Publish high-quality articles at low volume
WordPress product builder at Cozmoslabs
Cozmoslabs still publishes articles, but they prioritize quality over quantity. Every piece is well-researched, genuinely useful, and built to last. High-quality, low-volume content builds trust with both readers and search engines. A single article that answers a real question thoroughly will outperform ten shallow posts competing for the same keywords.
Related advice
Translate every page including the URL slugs
Full translation means translating the content AND the URL slugs. A page at /ro/servicii/ ranks better in Romanian search than /ro/services/. Use hreflang tags to tell Google which language version to show each user. Start with your highest-traffic pages and expand from there.

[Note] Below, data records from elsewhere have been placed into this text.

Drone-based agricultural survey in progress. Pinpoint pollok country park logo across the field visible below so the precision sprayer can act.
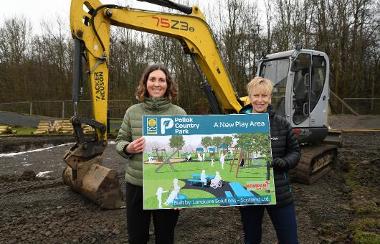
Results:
[161,118,174,135]
[146,118,157,135]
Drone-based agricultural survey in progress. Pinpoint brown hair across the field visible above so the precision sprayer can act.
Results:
[135,64,178,102]
[247,76,273,98]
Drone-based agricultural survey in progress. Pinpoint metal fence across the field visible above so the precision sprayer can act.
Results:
[0,97,380,119]
[0,100,133,118]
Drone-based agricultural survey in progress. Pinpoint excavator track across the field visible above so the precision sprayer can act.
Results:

Write useful content before you have a product to sell
Cozmoslabs started by publishing programming tutorials with no product behind them. That content built domain authority, attracted an audience, and created the SEO foundation that still drives traffic years later. If you start writing only after you have something to sell, you are already behind. The best time to build your content foundation is before you need it.
A one-product-per-year cadence forces you to say no to almost everything
Every Cozmoslabs plugin takes about a year to ship properly, which means Cristian gets very few product decisions in a working lifetime. He treats that scarcity as the real filter: the question is never whether an idea is good, because plenty of good ideas appear, it is whether this one is worth giving up a whole year of everything else. That opportunity cost makes saying no the default and saying yes a rare, deliberate act. When each commitment costs a year, the discipline is not picking winners, it is refusing the merely-good in favor of the truly worth it.
Annual licensing and renewals fund the long game
Cozmoslabs runs on the WordPress ecosystem's standard model: customers buy an annual license and renew it for ongoing updates and support. At Indie TM #6 Cristian contrasted this with one-time pricing, noting that the WordPress economy lives on yearly renewals rather than launch-day spikes. The recurring base is exactly what makes a year-long build cycle affordable, because the business is not betting everything on a single sale. When your model rewards the steady renewal instead of the one-off purchase, you can afford to build slowly and think in decades.